Onderdeel van de strijd

De 50-50-regeling is uitgegroeid tot een soort fetisj, terwijl die lang niet altijd de beste keuze is voor de kinderen, stelt ook kinderrechtencommissaris Bruno Vanobbergen. "Ouders zelf zien verblijfsco-ouderschap steeds vaker als de meest faire afspraak. Voor hen, bedoelen ze dan. Want kinderen en jongeren ervaren dat vaak niet zo. Zo'n week-om-weekregeling heeft vaak een erg grote impact op hun sociaal leven. Zij willen vooral flexibiliteit."

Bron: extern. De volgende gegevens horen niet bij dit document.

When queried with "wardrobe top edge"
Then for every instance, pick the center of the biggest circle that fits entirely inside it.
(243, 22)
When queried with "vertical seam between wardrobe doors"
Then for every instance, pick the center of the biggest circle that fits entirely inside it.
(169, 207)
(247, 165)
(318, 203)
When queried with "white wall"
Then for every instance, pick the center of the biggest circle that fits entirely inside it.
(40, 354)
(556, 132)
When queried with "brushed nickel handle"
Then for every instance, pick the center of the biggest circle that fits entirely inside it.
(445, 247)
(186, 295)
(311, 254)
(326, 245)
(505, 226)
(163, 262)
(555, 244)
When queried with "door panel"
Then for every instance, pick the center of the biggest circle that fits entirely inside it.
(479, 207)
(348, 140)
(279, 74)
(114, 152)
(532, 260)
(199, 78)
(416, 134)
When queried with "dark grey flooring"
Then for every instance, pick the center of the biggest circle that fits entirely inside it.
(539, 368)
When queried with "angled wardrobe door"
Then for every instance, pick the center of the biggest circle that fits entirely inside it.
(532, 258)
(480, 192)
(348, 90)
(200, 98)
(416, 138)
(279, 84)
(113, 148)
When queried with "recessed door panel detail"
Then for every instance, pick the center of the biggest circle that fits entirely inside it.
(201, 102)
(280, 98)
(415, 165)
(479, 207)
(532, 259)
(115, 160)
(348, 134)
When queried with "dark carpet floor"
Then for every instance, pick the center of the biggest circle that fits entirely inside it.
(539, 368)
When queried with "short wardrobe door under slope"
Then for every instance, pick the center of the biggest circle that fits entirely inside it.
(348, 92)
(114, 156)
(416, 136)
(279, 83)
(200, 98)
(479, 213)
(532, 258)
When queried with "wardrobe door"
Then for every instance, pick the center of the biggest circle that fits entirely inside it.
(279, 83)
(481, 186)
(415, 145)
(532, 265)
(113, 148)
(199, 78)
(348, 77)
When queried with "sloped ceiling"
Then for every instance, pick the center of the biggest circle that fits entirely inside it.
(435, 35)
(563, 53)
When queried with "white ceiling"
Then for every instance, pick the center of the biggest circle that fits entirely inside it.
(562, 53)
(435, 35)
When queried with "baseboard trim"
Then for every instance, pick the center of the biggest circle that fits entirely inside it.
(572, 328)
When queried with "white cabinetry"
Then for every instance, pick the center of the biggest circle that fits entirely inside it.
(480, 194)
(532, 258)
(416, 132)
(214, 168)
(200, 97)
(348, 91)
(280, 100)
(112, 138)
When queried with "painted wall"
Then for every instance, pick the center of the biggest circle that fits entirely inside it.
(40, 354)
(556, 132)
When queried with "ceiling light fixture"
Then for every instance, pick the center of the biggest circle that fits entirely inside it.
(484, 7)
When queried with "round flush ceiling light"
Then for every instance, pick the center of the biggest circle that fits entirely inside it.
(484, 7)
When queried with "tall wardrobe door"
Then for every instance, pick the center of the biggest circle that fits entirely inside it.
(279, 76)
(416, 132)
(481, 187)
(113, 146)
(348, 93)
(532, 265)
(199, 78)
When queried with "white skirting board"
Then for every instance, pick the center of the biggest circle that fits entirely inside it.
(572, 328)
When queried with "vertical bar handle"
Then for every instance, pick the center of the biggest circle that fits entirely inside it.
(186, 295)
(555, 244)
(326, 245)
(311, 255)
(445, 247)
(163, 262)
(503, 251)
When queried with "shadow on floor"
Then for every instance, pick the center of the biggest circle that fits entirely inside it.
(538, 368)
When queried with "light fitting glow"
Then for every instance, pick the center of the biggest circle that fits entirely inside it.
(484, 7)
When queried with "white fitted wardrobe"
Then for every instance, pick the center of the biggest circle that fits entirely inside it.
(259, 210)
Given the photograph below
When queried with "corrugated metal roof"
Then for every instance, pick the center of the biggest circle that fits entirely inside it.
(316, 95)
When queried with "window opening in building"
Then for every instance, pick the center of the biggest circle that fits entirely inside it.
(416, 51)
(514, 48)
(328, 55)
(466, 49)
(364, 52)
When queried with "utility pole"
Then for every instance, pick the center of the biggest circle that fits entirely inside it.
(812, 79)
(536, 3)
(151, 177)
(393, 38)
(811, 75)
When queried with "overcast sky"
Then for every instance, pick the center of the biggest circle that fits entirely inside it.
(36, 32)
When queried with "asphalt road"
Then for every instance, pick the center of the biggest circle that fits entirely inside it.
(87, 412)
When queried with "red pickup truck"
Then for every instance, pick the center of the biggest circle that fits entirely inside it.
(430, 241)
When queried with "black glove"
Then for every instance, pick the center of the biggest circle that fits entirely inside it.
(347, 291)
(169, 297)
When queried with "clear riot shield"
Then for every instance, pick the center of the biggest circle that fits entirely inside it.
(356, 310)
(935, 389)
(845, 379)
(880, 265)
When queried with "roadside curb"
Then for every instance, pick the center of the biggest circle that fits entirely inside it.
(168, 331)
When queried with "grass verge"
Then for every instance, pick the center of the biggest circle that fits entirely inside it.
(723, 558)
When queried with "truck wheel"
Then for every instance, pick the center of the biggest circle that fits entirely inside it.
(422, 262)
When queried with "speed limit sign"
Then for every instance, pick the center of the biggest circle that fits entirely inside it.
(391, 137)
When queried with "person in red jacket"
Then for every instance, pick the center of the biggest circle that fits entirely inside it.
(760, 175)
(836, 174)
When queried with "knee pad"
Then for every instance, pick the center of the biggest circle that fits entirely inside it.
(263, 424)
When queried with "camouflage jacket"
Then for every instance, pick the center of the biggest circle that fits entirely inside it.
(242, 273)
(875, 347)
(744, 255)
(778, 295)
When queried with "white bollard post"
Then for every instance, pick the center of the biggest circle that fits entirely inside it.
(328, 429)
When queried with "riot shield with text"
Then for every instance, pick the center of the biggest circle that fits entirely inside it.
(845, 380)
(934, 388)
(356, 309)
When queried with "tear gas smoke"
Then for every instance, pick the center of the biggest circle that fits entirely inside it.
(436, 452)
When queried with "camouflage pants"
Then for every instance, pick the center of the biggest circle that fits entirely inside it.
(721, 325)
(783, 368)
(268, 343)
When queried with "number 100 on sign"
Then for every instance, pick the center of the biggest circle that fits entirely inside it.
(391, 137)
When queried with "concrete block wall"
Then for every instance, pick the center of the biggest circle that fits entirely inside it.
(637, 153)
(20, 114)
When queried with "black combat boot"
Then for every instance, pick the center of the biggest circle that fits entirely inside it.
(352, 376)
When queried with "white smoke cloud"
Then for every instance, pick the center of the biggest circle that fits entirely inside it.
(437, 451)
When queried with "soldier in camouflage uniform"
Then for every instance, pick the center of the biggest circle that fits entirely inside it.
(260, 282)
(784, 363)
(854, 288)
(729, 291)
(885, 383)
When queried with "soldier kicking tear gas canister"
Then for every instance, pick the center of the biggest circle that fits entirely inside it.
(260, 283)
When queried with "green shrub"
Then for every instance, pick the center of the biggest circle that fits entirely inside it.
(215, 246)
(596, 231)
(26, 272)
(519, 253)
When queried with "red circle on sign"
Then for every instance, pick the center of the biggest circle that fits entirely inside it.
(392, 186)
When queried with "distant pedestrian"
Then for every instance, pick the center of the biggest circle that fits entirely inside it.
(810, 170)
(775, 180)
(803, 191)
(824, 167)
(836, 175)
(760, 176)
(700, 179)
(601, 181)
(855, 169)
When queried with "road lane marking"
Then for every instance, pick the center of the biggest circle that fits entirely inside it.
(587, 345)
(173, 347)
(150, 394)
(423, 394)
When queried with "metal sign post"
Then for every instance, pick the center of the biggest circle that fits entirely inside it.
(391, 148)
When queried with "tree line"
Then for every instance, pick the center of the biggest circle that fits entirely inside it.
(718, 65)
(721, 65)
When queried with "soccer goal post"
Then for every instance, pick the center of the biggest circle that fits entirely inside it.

Meer nog, co-ouderschap kan zelfs heel schadelijk zijn als het om een conflictueuze situatie gaat, waarschuwen experten. Zij zien het aantal problematische co-ouderschappen ook stijgen. Van Assche: "Voor de bewuste wet waren het vooral hoger opgeleiden die voor de helft-helftregeling gingen. Mensen die vaak een hoger inkomen hadden. En zij slaagden erin om, ondanks de problemen, toch nog een regeling uit te werken in functie van de kinderen. Maar sinds de regeling voorrang moet krijgen van de rechter, is de groep die co-ouderschap heeft veel diverser. Het krijgen van zo'n helft-helftregeling is onderdeel geworden van de strijd. We zien het aantal ex-koppels met zware conflicten die co-ouderschap hebben zienderogen toenemen. Uit ons onderzoek blijkt ook dat 29 procent, dus bijna een op de drie, van ouders in co-ouderschap niet met elkaar praat. Nooit. Ook niet over de kinderen."

Betere begeleiding

Dus wordt het de hoogste tijd dat de voorrangsregeling weer op de schop gaat, stelt ook advocaat en professor familierecht Charlotte Declerck (UHasselt). "Het idee dat ouders recht hebben op de helft van de tijd van hun kinderen moet eruit. En dat kan niet zo moeilijk zijn, lijkt me. Het is kwestie van de woordjes 'bij voorrang' uit de wet te schrappen. En van een betere begeleiding van ouders bij de scheiding zelf. We moeten hen duidelijk maken dat een helft-helftregeling niet altijd het beste is voor de kinderen."

Minister van Justitie Koen Geens (CD&V) kreeg de vraag naar eigen zeggen al vaker binnen en laat weten dat hij de kwestie ter sprake zal brengen binnen de werkgroep 'werking familierechtbanken'.